İstanbul Sözleşmesi

Düzenlemeleri

[Anayasa Md. 90/4 gereği kanun hükmündedir]

Mevzuatımızdaki Düzenlemeler:

Sorunlar ve Çare Önerileri

1 Kadın-erkek eşitliği tanınmalı

[Md. 4]

Anayasamız kadın-erkek hak eşitliğini tanıyor (Md. 10/2).

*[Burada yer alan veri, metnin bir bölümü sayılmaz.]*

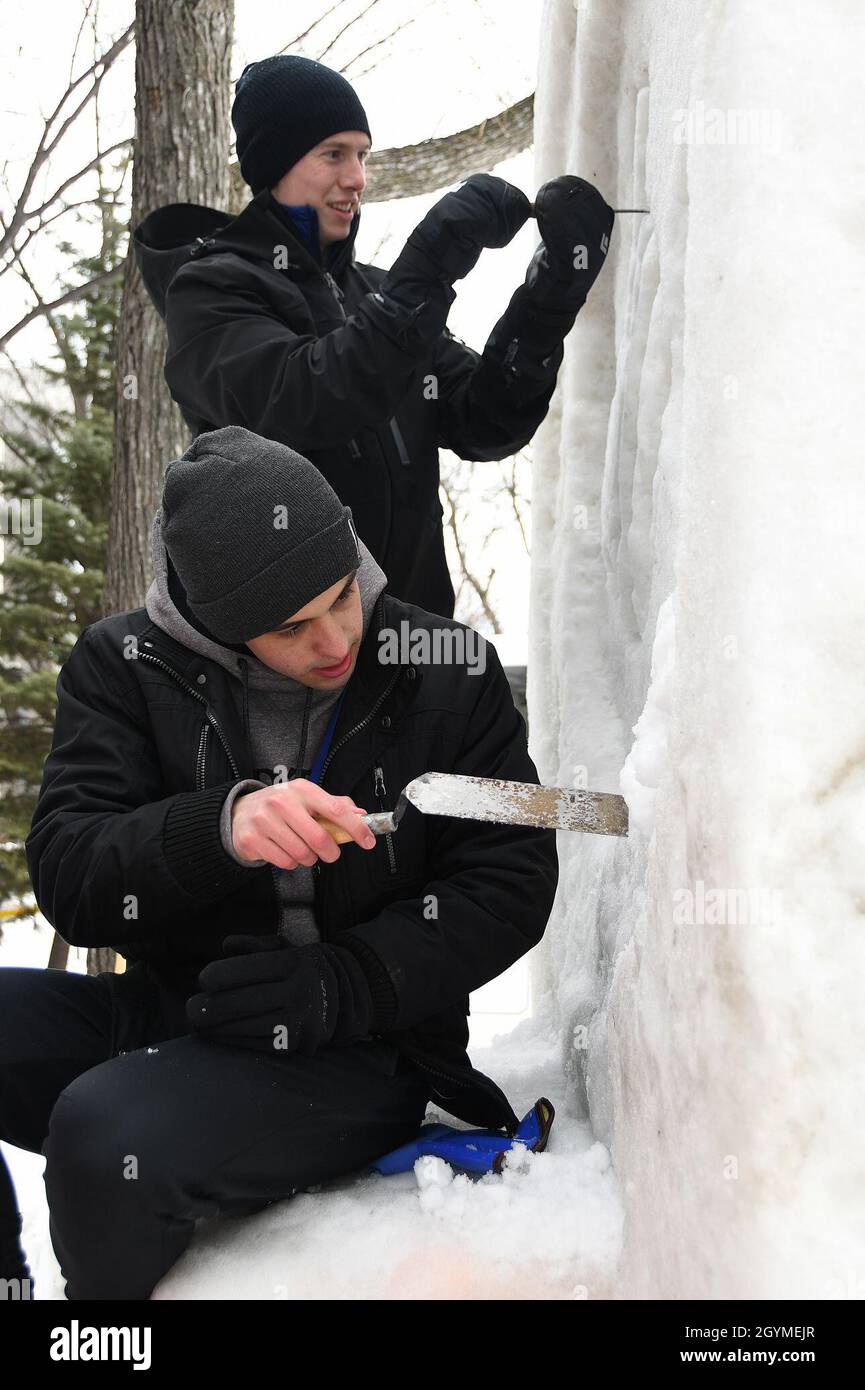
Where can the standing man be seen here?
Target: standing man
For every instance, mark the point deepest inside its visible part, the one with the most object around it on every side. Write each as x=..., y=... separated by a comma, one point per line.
x=274, y=325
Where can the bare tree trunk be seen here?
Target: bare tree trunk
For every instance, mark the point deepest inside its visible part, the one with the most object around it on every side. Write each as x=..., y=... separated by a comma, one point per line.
x=408, y=170
x=182, y=99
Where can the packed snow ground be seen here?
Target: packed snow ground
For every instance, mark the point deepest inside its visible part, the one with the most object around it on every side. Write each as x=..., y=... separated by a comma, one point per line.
x=548, y=1228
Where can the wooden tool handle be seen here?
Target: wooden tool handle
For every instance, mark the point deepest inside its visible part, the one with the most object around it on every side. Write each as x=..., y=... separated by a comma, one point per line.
x=333, y=829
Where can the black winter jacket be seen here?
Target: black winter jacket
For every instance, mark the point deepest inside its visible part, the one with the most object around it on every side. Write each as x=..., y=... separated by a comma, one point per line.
x=124, y=847
x=313, y=356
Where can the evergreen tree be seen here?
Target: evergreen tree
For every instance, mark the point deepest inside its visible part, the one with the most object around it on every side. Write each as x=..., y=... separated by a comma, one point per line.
x=54, y=485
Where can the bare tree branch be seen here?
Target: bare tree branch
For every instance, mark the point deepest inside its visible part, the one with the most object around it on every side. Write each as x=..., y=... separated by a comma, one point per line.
x=345, y=29
x=306, y=32
x=92, y=164
x=409, y=170
x=49, y=142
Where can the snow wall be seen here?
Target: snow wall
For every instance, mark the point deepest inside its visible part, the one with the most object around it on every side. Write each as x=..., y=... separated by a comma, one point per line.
x=697, y=635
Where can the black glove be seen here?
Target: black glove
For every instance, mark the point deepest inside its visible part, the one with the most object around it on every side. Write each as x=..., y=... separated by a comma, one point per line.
x=273, y=997
x=575, y=224
x=447, y=243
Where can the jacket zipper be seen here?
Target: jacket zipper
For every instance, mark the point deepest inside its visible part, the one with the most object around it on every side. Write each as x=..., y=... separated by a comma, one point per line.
x=202, y=758
x=212, y=719
x=340, y=296
x=381, y=792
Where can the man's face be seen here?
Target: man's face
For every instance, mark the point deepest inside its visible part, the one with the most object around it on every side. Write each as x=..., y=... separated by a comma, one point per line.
x=331, y=178
x=320, y=635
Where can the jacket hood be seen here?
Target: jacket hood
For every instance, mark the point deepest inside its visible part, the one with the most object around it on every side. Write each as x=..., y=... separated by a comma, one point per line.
x=167, y=606
x=178, y=232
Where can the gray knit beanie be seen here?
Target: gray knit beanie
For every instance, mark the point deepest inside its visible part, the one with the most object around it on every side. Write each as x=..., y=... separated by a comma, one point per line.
x=253, y=531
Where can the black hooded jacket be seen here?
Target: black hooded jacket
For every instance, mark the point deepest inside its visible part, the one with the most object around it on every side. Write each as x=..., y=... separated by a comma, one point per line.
x=312, y=355
x=125, y=849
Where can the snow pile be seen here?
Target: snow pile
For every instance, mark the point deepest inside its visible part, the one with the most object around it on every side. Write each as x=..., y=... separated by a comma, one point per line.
x=550, y=1228
x=698, y=580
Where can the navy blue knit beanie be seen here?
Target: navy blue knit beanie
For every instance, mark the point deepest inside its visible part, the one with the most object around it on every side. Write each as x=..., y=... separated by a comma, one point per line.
x=284, y=107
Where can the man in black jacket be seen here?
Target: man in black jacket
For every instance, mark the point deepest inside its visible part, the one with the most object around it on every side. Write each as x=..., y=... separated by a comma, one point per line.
x=274, y=325
x=288, y=1007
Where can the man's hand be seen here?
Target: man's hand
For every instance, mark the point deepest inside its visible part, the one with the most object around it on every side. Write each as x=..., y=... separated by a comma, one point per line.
x=575, y=224
x=280, y=998
x=277, y=824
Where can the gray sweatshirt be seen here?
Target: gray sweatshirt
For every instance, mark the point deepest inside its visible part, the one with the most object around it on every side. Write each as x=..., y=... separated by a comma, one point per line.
x=285, y=722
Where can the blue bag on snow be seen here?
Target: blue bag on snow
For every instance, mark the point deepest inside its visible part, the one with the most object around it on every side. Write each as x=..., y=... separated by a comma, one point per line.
x=476, y=1151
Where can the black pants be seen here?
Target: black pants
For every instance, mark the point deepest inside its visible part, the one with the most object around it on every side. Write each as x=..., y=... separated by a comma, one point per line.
x=146, y=1127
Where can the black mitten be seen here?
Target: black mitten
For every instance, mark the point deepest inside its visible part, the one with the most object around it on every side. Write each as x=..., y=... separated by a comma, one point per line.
x=575, y=224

Ancak, bu eşitlik tüm siyasiler ve Devletin tüm temsilcileri tarafından açıkça ifade edilmeli, 2011’de imzaladığımız “İstanbul Sözleşmesi” ve 6284 sa. Kanuna açıkça sahip çıkılmalı, toplumsal bilinç güçlendirilmeli. BM cinsiyet eşitliği endeksine göre, Türkiye 69. sırada yer almaktadır. Kadınlarımız, hayatları ile ilgili kendi kararlarını vermek istediklerinde öldürülüyor. Bu yüzden, kadınların “eşit hakları” olduğunun kabulü, kadına “bakış açısının” değişmesi; şiddetle başarılı mücadele için ön şarttır.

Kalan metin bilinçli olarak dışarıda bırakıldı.